The Portuguese Could Only Pay With Good Or Bad Grace The
Bribes And Extra Duty Demanded As The Price Of Their Being Allowed To
Trade At All.
The power of China seemed so overwhelming that they never
attempted to make any stand against its arbitrary decrees, and the only
mode they could think of for getting an alleviation of the hardships
inflicted by the Canton authorities was to send costly embassies to the
Chinese capital.
These, however, failed to produce any tangible result.
Their gifts were accepted, and their representatives were accorded a more
or less gratifying reception; but there was no mitigation of the severity
shown by the local mandarins, and, for all practical purposes, the money
expended on these missions was as good as thrown away.

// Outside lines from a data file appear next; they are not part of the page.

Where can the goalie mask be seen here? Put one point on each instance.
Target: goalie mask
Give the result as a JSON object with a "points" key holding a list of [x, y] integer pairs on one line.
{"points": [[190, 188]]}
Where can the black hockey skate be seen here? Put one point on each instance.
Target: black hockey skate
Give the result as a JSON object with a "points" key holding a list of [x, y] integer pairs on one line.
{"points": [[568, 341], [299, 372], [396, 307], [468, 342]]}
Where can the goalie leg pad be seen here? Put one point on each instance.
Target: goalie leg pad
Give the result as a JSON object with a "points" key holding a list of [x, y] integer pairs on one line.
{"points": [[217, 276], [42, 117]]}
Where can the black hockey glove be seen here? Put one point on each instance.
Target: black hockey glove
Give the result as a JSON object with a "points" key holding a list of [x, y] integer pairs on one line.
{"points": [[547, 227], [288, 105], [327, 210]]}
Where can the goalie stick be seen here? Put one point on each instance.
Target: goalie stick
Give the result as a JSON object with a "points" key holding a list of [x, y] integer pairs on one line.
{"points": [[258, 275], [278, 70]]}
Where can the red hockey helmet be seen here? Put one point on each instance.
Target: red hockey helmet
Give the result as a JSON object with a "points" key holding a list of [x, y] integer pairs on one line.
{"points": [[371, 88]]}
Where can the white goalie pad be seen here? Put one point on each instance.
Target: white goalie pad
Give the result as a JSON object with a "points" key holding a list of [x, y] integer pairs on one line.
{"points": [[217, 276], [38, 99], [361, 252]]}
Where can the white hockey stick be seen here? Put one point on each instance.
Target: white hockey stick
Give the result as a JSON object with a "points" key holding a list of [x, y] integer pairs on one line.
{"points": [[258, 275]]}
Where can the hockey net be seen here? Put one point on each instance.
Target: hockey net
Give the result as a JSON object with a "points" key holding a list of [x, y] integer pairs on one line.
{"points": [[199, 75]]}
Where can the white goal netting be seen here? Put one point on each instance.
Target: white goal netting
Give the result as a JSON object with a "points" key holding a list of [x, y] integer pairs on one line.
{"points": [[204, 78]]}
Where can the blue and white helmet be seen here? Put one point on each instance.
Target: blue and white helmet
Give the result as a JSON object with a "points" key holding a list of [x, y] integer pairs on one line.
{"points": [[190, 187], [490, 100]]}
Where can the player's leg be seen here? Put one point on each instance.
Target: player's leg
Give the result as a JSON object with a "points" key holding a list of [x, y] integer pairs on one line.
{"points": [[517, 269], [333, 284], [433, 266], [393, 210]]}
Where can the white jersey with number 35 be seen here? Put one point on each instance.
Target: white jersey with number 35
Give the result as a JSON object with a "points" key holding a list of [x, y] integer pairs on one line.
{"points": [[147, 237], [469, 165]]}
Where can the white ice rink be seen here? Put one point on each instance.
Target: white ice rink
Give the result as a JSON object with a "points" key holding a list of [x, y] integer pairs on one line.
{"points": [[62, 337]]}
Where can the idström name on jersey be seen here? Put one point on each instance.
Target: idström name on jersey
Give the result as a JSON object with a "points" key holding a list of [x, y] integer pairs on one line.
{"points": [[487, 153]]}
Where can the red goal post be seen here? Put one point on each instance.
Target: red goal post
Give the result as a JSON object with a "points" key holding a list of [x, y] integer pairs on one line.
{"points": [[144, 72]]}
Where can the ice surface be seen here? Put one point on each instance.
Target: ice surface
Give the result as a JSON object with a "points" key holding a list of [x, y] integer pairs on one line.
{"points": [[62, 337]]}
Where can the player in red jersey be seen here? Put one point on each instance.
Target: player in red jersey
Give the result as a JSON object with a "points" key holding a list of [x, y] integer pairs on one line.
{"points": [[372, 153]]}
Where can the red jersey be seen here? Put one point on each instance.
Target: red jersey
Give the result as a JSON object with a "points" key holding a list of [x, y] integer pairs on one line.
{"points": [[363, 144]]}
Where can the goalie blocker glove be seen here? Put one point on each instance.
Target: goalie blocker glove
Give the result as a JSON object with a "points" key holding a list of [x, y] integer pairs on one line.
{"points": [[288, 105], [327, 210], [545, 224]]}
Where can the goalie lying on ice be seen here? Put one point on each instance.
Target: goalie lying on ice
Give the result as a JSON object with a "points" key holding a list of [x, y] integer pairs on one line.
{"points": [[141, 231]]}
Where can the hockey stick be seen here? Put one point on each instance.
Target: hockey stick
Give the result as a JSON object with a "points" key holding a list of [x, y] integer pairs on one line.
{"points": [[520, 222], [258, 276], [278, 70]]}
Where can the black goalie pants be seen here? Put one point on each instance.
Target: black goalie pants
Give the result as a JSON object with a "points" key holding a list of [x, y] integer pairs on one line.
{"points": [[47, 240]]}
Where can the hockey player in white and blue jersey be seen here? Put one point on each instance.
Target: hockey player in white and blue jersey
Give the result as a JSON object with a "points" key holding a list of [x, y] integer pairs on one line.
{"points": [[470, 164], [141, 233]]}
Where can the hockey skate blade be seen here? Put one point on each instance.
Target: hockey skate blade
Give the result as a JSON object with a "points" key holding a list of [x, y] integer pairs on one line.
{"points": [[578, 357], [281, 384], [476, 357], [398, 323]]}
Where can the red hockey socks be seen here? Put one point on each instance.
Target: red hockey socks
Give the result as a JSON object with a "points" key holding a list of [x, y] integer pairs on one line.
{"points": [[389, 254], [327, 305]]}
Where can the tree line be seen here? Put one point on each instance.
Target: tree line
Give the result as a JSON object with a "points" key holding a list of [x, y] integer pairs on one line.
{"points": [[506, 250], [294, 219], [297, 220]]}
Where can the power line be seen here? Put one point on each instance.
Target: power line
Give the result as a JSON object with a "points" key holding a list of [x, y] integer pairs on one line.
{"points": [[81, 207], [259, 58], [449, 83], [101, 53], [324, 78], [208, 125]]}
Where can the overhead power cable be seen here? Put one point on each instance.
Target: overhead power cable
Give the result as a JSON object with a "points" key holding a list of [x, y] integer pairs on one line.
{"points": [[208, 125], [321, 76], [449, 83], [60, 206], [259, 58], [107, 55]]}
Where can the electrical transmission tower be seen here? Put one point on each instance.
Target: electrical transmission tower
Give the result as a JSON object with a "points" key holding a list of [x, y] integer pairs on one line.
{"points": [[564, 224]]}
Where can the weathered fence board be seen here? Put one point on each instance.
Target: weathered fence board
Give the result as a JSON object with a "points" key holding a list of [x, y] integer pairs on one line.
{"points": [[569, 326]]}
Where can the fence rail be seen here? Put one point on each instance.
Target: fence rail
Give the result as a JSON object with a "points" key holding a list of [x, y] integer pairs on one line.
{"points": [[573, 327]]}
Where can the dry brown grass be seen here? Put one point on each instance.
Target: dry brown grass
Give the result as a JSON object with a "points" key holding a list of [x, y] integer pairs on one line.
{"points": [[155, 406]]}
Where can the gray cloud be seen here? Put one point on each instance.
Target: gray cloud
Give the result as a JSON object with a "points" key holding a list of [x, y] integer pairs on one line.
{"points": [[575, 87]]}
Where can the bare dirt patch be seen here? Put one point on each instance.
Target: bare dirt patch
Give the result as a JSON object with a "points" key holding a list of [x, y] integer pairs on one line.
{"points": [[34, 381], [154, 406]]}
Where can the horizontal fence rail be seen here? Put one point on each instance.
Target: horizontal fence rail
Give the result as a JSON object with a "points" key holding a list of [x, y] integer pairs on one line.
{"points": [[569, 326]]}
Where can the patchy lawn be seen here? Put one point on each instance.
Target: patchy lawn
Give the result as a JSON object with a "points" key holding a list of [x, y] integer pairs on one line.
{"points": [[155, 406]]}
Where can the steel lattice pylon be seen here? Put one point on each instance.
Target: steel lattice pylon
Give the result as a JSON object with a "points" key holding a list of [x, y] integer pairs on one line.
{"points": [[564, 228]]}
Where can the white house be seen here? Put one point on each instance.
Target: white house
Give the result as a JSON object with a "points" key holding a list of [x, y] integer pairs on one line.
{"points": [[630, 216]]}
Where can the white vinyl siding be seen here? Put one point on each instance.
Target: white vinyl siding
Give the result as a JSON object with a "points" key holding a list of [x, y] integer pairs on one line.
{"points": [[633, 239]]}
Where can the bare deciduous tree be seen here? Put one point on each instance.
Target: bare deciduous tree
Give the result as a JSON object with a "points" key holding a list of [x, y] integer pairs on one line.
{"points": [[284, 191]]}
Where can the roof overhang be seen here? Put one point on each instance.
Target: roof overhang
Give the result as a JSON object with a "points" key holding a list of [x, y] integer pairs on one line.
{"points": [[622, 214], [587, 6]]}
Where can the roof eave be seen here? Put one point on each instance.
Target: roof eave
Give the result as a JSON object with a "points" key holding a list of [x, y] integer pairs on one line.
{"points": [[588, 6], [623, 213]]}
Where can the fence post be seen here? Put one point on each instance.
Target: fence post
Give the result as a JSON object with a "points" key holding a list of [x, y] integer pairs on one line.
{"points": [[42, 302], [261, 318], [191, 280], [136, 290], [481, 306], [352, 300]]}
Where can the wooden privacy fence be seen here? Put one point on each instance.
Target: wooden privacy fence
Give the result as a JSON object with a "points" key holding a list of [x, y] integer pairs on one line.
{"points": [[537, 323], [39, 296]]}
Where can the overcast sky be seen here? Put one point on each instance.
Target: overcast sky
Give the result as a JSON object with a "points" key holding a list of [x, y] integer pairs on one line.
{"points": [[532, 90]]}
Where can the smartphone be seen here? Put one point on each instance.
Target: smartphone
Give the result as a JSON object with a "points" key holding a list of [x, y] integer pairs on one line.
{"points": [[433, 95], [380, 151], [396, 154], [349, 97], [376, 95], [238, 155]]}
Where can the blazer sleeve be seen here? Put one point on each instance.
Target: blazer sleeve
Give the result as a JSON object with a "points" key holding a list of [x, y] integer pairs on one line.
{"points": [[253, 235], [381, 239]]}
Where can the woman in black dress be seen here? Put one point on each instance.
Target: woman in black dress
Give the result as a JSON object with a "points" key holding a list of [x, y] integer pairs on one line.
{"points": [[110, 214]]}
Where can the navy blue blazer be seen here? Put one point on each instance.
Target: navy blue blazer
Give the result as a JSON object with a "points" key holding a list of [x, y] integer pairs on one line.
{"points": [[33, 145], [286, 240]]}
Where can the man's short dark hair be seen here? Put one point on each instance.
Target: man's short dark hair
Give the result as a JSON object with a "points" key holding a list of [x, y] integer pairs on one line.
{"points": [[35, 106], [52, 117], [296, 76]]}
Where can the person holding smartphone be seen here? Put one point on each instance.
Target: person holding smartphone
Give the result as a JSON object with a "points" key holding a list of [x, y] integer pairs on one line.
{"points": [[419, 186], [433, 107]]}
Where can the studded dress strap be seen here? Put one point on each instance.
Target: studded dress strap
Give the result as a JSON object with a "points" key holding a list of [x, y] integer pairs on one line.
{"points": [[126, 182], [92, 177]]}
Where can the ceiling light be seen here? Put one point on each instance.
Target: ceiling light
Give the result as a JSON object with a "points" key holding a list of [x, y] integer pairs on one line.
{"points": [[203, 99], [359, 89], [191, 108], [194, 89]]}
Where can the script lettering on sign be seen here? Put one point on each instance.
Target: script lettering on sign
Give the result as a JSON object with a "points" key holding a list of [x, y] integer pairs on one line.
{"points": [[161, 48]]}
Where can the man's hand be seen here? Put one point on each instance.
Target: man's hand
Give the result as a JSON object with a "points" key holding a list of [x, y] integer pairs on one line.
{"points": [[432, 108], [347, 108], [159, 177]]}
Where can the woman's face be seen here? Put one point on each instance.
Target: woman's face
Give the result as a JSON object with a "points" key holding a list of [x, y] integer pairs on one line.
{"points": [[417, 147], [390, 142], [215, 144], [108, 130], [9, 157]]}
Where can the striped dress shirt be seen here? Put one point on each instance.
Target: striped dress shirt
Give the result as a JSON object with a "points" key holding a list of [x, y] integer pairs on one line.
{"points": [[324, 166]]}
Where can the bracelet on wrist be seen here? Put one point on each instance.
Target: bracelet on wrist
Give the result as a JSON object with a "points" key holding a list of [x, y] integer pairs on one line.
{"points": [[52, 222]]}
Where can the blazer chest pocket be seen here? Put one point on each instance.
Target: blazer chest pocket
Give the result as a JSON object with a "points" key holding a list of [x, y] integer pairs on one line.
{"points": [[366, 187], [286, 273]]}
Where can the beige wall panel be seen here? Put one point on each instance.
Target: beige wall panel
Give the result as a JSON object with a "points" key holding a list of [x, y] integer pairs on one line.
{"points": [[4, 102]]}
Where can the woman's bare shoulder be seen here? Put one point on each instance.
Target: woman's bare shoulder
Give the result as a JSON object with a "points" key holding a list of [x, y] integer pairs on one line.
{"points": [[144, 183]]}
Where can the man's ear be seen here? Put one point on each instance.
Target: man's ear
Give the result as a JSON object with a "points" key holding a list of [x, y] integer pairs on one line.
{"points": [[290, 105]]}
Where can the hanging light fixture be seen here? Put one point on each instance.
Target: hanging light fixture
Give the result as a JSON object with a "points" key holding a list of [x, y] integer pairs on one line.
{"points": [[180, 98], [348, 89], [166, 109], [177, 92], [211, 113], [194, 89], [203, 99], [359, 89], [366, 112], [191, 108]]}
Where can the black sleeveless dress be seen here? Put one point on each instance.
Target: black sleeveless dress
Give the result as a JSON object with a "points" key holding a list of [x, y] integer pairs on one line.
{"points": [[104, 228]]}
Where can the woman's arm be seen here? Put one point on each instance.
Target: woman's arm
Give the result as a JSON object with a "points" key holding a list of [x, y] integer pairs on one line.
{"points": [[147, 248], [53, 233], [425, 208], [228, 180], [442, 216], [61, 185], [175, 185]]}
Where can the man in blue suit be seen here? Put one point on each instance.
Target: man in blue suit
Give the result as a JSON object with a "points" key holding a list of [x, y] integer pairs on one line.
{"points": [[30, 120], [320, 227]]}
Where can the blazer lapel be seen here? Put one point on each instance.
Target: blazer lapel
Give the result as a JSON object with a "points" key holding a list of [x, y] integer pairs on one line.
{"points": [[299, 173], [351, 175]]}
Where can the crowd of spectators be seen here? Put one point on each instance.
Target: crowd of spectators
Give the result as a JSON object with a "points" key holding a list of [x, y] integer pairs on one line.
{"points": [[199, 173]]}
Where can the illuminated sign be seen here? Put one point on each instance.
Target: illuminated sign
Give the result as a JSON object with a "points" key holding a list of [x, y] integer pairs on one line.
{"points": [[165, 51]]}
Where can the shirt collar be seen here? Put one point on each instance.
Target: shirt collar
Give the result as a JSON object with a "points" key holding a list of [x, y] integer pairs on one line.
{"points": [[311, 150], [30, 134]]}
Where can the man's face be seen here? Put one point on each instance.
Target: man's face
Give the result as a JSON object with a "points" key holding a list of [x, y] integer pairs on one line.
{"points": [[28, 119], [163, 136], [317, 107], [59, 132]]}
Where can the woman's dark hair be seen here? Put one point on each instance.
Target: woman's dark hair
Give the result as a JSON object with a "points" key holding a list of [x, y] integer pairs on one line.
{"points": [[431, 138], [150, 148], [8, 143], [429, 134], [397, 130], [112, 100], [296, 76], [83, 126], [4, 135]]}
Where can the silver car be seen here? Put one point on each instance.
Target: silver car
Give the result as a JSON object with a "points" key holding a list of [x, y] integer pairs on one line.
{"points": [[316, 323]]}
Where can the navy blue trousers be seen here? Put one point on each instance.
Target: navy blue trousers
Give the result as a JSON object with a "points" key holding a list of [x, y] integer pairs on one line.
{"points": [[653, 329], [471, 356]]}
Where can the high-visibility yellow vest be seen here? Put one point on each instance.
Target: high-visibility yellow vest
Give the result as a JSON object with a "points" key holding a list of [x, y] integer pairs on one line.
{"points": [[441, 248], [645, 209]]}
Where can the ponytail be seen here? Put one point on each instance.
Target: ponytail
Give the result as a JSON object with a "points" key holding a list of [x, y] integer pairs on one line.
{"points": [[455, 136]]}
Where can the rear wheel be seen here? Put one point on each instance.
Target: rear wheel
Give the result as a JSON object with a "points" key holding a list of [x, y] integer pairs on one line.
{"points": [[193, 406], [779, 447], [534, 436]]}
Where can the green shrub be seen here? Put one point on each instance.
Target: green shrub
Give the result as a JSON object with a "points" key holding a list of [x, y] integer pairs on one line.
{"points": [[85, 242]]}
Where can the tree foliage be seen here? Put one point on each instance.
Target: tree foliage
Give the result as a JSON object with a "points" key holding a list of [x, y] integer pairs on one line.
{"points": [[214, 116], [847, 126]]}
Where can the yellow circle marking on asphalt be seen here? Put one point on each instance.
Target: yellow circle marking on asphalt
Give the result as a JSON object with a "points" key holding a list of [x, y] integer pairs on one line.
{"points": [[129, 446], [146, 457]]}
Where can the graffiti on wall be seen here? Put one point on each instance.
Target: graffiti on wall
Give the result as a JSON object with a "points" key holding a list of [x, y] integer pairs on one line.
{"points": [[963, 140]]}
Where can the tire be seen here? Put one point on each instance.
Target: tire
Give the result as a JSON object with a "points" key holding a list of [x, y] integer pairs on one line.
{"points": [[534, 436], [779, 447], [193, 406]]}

The Portuguese
succeeded in obtaining an improvement in their lot only by combining their
naval forces with those of the Chinese in punishing and checking the raids
of the pirates, who infested the estuary of the Canton River known as the
Bogue. But they never succeeded in emancipating themselves from that
position of inferiority in which the Chinese have always striven to keep
all foreigners; and if the battle of European enterprise against Chinese
exclusiveness had been carried on and fought by the Portuguese it would
have resulted in the discomfiture of Western progress and enlightenment.
The Dutch sent an embassy to Pekin in 1795, but it was treated with such
contumely that it does not reflect much credit on those who sent it.